Extremely odd behavior

rknralf

Arachnolord
Old Timer
Joined
Jul 19, 2002
Messages
663
Last night as I was feeding my adult tarantulas, I had a very interesting thing happen. One of my Chilean Rose tarantulas, who is a tremendous eater (She's never turned down a cricket) was in her hide when I put the cricket in the enclosure. She immediately grabbed it, and I thought that was it for Mr. cricket. After a couple minutes, she came out of her hide with the cricket still in her fangs, and walked over to her water bowl. She then gently placed the cricket down next to the water bowl and walked back into her hide.
Now here's the odd part. The cricket was unharmed! She carried it like a mother cat carries a young kitten! There was no struggle, and she was very gentle about setting it down!
I'm stunned! Especially with the way she eats!
Has anyone else ever experienced this?
 

Vys

Arachnoprince
Old Timer
Joined
Sep 22, 2002
Messages
1,560
Haha, cool. No idea what it means though :/
 

Tangled WWWeb

Arachnodemon
Old Timer
Joined
Nov 4, 2002
Messages
706
Originally posted by rknralf
Last night as I was feeding my adult tarantulas, I had a very interesting thing happen. One of my Chilean Rose tarantulas, who is a tremendous eater (She's never turned down a cricket) was in her hide when I put the cricket in the enclosure. She immediately grabbed it, and I thought that was it for Mr. cricket. After a couple minutes, she came out of her hide with the cricket still in her fangs, and walked over to her water bowl. She then gently placed the cricket down next to the water bowl and walked back into her hide.
Now here's the odd part.

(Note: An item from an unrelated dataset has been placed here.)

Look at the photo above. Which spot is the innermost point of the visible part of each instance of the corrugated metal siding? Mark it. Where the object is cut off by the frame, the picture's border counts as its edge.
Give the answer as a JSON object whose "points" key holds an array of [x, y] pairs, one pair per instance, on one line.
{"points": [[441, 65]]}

The cricket was unharmed! She carried it like a mother cat carries a young kitten! There was no struggle, and she was very gentle about setting it down!
I'm stunned! Especially with the way she eats!
Has anyone else ever experienced this?
I have never witnessed that sort of behavior with crickets. I see it quite often with pinkies, however.
 

Joy

Priestess of Pulchra-tude
Old Timer
Joined
Oct 12, 2002
Messages
902
Re: Re: Extremely odd behavior

Originally posted by JP version 1.0
I have never witnessed that sort of behavior with crickets. I see it quite often with pinkies, however.
Same here.

Joy
 

MMAFogg

Arachnosquire
Joined
Dec 26, 2011
Messages
97
Well... seeing as we are all here....

Ever find out any more on this??

My MM G.rosea spent about 8 hours holding a Locust befor he decided to acctualty bite it, but iv never seen anything like that befor.
 

Crysta

Arachnoprince
Old Timer
Joined
Feb 18, 2005
Messages
1,475
Well if they never turn down a cricket, and are known to fast, maybe that day they where not hungry. Why kill and waste food when it can liver longer while it doesn't rot away from envenomation, woo so they put it back outside, like they would their 'bolus'

My rosea did it often, and my P. pulcher does the same thing.